3. & is the bridge between them
& converts a block into a Proc, or a Proc into a block. Which direction happens depends only on where you write the &.
3.a) & in the parameter list → block becomes a Proc
When you write def foo(&blk), the & catches the block the caller attached and gives it to you as a Proc object named blk:
def foo(&blk)
blk.class # => Proc (now it's a real object)
blk.call(10) # => 20 (call it like any object)
end
foo { |x| x * 2 } # the { } block arrives as the Proc `blk`
Without & you'd have no name for the block — you could only use yield. With &blk you can store it, inspect it, or pass it on.
def run
yield # the ONLY way to reach the block
# blk — there's no such variable to refer to
# @saved = blk — can't store it
# blk.arity — can't inspect it
# other(&blk) — can't pass it on
end
run { puts "hi" } # prints: hi
3.b) & at a call site → Proc becomes a block
When you already have a Proc in a variable and want a method to use it as its block, put & in front:
doubler = ->(x) { x * 2 }
[1, 2, 3].map(&doubler) # => [2, 4, 6]
Here doubler is lambda
Without the &, it's treated as a normal argument and map won't use it as the block:
[1, 2, 3].map(doubler) # ArgumentError
# wrong number of arguments (given 1, expected 0)
lambda is a Proc
The arrow ->(x) { ... } just creates a Proc object that happens to be the "strict" kind. You can check:
doubler = ->(x) { x * 2 }
doubler.class # => Proc
doubler.lambda? # => true
So when the text says "a Proc in a variable", a lambda counts — it is a Proc. The word Proc (capital P) is the class; both ways of making one produce an object of that class:
a = ->(x) { x * 2 } # lambda
b = lambda { |x| x * 2 } # lambda (same as above)

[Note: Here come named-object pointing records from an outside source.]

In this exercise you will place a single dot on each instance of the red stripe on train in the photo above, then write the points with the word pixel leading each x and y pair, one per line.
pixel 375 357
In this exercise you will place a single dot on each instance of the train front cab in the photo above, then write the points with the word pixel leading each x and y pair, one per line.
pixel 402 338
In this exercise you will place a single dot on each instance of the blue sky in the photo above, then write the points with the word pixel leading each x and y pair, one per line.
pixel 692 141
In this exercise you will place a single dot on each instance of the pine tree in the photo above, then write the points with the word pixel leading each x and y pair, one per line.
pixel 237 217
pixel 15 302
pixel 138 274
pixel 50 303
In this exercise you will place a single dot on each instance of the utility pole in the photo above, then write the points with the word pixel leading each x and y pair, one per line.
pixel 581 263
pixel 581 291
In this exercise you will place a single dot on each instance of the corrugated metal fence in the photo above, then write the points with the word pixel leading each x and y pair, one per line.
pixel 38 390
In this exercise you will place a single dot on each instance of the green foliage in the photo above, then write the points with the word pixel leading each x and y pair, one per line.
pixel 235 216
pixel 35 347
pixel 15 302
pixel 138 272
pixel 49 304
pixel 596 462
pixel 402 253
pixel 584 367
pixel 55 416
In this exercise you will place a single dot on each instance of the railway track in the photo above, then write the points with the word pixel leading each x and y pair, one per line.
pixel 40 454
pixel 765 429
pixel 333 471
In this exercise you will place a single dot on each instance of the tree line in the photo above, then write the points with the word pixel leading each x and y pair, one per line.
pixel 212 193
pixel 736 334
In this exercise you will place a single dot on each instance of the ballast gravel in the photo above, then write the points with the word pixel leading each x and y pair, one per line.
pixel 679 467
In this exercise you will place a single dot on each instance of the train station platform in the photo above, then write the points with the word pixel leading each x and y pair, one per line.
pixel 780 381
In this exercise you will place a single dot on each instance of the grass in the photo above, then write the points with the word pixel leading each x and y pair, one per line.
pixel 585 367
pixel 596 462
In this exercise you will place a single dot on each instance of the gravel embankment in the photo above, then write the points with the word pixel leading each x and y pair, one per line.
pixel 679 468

c = proc { |x| x * 2 } # plain proc
d = Proc.new { |x| x * 2 }# plain proc
[a, b, c, d].map(&:class) # => [Proc, Proc, Proc, Proc]

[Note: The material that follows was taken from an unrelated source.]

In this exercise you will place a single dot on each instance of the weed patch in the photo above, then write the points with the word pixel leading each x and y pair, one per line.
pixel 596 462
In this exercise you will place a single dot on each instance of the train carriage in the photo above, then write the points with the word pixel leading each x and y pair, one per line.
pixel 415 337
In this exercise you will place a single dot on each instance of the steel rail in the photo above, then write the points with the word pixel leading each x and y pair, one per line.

[a, b, c, d].map(&:lambda?) # => [true, true, false, false]
3.c) Both directions in one method
Capture a block as a Proc, then forward it as a block to another method. Same &, opposite jobs, decided purely by position:
def logged(&blk) # & in params: block → Proc `blk`
puts "start"
[1, 2, 3].each(&blk) # & at call: Proc `blk` → block for each
puts "end"
end
logged { |n| puts n } # prints: start 1 2 3 end
4. The to_proc rule
One extra rule explains everything else: at a call site, if the thing after & is not already a Proc, Ruby first calls .to_proc on it, then turns the result into a block.
A Symbol knows how to become a Proc:
:upcase.to_proc.call("hi") # => "HI"
%w[a b c].map(&:upcase) # `&` runs `:upcase.to_proc`, then uses it as the block
%w[a b c].map { |s| s.upcase } # exactly the same thing
# both => ["A", "B", "C"]
So &:upcase is roughly the same as &->(x) { x.upcase }.

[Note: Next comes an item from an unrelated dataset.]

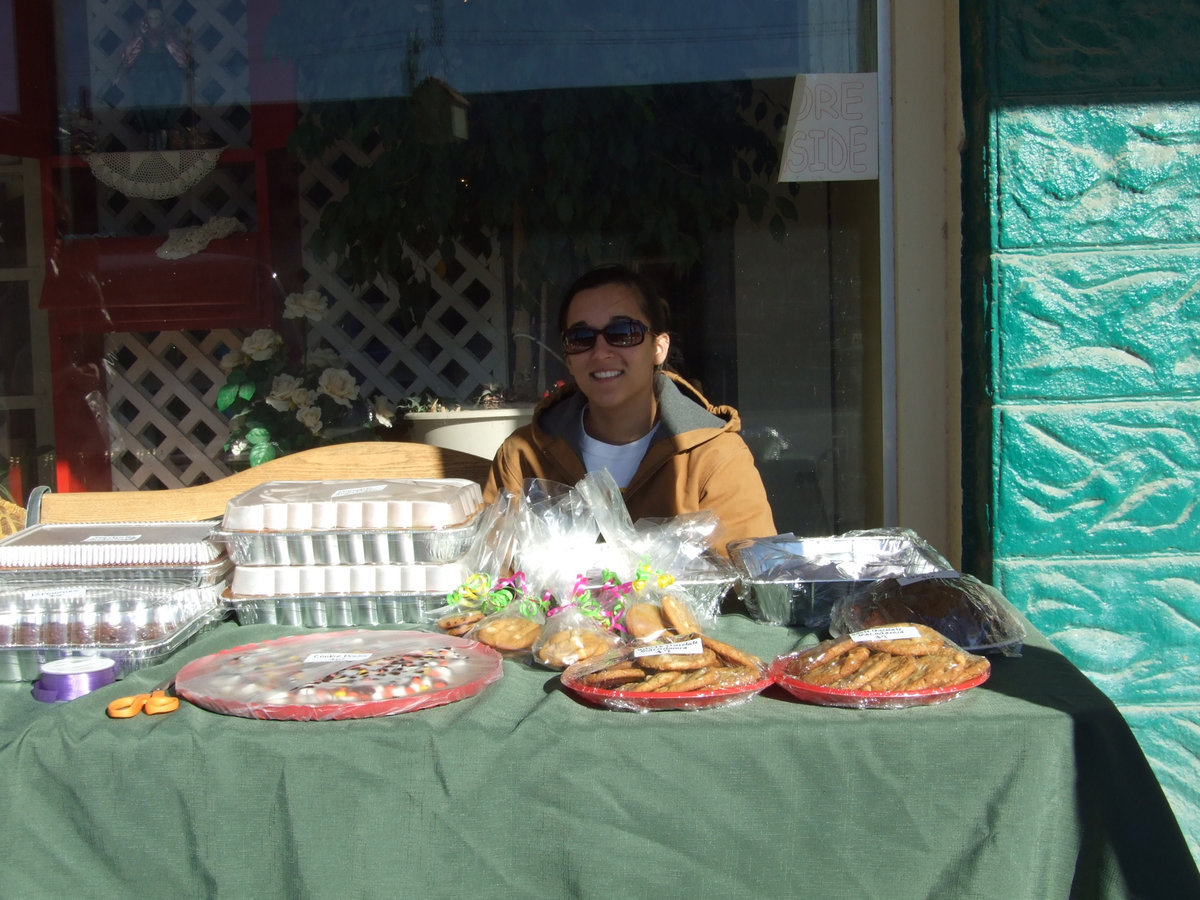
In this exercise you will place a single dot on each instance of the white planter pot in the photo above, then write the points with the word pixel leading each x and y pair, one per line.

A Method object does too (remember: method(:name) returns an object):
method(:puts).class # => Method
method(:puts).to_proc.call("hi") # prints: hi
[1, 2, 3].each(&method(:puts)) # `&` runs the Method's `to_proc`, then uses it
[1, 2, 3].each { |x| puts x } # exactly the same thing
# both print: 1 2 3
Even your own objects work after &, as long as they define to_proc:
class Multiplier
def initialize(by) = @by = by
def to_proc = proc { |x| x * @by }
end
triple = Multiplier.new(3)
[1, 2, 3].map(&triple) # => [3, 6, 9]
5. The whole thing in two lines
-
&Xat a call means: takeX, call.to_procif it isn't already a Proc, then use it as the block. -
&blkin a parameter list does the reverse — it catches the block and hands it back as a Proc you can hold.